Sunday, January 13, 2008

Crouching Tiger Hidden Harry Potter (Books - Across the Nightingale Floor)


At the recommendation of your friend and mine, Imani, I have begun reading Across the Nightingale Floor the first part of the Tales of the Otori series, a fantasy set in a historical Japan-like place. Barely twenty pages in, this book is action-packed, the characters compelling, the new set of vocabulary I need to negotiate this fantastical world is seamlessly interwoven with the story, which already has me completely in its grip. The writing is spare and excellent. In the opening (this is a spoiler but happens within the first 10 pages), Takeo, a young boy, returns to his village to find it attacked by a rival tribe:
The village was deserted. I could not imagine where everyone had gone. I told myself they had run away: My mother had taken my sisters to the safety of the forest. I would go and find them just as soon as I had found out who was screaming. But as I stepped out of the alley into the main street I saw two men lying on the ground. A soft evening rain was beginning to fall and they looked surprised, as though they had no idea why they were lying there in the rain.

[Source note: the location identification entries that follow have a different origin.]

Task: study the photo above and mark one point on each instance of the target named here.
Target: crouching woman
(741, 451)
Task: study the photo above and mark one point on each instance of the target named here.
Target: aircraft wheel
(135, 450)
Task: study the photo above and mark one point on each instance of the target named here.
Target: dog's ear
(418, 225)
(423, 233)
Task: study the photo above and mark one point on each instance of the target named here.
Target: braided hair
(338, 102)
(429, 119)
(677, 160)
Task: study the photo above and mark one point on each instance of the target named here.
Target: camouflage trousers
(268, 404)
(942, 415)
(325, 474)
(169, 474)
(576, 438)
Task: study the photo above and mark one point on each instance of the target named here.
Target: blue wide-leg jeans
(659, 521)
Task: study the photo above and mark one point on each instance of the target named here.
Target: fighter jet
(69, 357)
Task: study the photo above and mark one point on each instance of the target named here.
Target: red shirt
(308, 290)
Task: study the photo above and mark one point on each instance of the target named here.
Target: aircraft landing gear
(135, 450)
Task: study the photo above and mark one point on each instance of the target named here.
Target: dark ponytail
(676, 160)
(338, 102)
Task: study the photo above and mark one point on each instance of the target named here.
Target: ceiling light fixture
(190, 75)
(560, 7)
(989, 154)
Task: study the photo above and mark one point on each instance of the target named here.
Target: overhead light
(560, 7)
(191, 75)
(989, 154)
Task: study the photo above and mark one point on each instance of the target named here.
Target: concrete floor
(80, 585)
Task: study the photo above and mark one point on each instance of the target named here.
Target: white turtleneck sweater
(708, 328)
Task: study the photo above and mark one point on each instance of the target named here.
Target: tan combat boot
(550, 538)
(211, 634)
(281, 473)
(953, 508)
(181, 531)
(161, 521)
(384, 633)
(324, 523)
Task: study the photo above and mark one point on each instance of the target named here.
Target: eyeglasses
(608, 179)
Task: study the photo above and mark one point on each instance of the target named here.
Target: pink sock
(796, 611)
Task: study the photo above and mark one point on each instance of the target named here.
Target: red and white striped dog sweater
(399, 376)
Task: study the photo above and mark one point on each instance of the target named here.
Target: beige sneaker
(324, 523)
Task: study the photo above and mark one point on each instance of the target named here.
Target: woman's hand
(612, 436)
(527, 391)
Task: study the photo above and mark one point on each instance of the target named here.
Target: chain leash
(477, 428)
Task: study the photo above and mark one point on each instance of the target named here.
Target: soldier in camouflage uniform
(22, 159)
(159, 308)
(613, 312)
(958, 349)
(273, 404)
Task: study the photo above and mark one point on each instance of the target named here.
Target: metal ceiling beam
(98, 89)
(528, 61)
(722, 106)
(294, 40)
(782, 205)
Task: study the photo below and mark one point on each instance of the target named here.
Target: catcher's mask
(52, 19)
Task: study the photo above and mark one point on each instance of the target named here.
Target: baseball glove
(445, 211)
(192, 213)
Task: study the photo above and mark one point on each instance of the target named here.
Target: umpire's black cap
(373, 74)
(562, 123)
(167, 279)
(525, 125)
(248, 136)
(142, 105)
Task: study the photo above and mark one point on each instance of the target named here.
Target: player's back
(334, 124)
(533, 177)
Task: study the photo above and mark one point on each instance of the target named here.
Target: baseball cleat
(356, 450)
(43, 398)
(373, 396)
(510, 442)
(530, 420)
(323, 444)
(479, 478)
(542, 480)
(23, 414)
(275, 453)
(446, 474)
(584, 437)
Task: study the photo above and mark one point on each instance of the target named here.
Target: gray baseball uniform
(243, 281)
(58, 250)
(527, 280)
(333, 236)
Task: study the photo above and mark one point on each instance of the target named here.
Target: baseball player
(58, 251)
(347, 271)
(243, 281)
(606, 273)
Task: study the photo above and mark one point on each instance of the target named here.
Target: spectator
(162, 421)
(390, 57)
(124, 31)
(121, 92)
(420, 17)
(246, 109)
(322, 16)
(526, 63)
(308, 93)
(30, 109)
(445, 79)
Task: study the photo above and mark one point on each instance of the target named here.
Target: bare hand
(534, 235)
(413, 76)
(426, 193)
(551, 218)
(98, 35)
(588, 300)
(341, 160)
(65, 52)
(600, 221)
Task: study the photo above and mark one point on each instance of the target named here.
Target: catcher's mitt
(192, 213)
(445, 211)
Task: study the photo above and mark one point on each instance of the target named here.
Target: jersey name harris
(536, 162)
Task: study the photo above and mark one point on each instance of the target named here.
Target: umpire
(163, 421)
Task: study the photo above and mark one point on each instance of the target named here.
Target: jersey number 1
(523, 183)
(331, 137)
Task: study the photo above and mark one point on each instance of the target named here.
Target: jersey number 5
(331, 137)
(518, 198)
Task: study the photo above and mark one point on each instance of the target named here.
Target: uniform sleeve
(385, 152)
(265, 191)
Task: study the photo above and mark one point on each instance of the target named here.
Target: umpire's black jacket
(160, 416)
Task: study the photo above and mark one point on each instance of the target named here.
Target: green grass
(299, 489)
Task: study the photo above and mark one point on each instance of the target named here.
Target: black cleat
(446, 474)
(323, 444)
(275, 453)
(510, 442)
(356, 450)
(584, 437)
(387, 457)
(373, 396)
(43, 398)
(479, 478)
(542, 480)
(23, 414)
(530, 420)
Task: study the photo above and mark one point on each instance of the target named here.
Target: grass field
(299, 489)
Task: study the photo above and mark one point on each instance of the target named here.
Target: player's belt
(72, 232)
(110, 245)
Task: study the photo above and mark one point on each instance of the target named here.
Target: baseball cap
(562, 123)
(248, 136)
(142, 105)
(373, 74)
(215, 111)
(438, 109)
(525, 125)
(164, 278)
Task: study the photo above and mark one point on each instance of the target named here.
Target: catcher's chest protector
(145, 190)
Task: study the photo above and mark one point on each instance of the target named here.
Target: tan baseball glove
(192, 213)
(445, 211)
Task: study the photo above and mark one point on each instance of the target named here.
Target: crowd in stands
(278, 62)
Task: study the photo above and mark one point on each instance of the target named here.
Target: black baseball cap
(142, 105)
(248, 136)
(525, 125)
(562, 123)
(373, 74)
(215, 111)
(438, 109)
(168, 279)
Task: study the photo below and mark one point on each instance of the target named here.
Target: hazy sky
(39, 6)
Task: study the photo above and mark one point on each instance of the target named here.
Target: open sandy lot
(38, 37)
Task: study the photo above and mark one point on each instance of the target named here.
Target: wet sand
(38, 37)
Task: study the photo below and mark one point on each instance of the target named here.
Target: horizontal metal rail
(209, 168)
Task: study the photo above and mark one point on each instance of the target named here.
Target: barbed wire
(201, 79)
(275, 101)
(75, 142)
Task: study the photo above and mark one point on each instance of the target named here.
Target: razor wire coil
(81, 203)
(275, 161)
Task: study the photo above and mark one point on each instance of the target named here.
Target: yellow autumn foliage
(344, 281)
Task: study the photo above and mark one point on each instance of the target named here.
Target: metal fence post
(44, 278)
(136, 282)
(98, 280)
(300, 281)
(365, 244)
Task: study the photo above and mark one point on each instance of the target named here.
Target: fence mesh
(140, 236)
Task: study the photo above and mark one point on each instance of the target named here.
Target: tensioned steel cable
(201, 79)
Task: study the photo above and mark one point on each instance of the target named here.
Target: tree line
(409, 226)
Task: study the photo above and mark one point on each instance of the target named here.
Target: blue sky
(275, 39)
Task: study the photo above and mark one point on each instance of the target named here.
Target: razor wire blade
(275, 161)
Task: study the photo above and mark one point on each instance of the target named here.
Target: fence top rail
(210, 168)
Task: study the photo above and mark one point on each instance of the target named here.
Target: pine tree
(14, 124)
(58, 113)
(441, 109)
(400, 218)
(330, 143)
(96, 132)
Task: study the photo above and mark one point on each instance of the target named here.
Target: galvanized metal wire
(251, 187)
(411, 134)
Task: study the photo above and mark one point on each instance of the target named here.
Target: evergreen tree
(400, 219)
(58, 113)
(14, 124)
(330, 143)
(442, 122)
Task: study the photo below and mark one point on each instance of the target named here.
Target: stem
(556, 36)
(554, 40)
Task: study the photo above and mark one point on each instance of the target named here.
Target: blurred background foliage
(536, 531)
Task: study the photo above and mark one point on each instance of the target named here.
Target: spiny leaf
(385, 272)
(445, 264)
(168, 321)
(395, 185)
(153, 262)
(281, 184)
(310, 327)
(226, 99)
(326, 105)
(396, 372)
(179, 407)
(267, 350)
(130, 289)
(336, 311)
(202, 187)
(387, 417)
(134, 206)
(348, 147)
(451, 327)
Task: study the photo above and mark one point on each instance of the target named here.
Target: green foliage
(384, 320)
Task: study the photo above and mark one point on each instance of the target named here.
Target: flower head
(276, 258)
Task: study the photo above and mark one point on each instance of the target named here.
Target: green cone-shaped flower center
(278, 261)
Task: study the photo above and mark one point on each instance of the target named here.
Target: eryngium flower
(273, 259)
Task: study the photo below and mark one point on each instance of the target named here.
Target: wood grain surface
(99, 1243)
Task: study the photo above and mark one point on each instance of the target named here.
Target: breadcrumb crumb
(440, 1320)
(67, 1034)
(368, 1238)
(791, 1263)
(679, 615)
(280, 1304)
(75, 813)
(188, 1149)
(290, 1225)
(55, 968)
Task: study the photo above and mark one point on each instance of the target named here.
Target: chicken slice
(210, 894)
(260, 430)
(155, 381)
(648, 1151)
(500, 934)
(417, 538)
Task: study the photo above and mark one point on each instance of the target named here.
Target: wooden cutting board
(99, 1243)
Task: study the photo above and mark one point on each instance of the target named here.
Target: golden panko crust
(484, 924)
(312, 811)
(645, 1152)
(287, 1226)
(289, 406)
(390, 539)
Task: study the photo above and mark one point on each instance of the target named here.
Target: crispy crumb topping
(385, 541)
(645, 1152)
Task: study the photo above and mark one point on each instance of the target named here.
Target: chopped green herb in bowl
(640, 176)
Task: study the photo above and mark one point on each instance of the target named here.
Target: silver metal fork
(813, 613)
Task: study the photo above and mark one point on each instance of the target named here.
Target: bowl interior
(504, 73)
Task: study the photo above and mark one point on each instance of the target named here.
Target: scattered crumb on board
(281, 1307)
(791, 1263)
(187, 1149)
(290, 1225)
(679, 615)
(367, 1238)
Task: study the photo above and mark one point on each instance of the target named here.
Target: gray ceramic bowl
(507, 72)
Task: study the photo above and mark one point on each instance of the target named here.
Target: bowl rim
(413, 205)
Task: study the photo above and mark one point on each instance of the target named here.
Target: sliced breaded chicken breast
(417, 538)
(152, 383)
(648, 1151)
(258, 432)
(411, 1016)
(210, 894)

They would never get up again, and it did not matter that their clothes were getting wet.

One of them was my stepfather.

As that moment the world changed for me. A kind of fog rose before my eyes, and when it cleared nothing seemed real. I felt I had crossed over to the other world, the one that lies alongside our own, that we visit in dreams. My stepfather was wearing his best clothes. The indigo cloth was dark with rain and blood. I was sorry they were spoiled: He had been so proud of them.

3 comments:

Imani said...

Yay, happy to know that you're liking it so far; one can never know for sure when recommending books. (And the post title worried me there for a bit.)

One of the things that struck me about the books is how well Hearn's prose read if as if it were an actual English translation of an original Japanese text. The pitch worked perfectly for me.

Ted said...

I wouldn't really know what would be appropriate for Japanese but I am loving his prose for itself. Great recommendation, Imani!

Kagemusha said...

Noticed you are reading the Didion volume of essays... would love to read what you have to say about it... it's very nostalgic, and it has quite a few writing thoughts in it.... excellent book, really.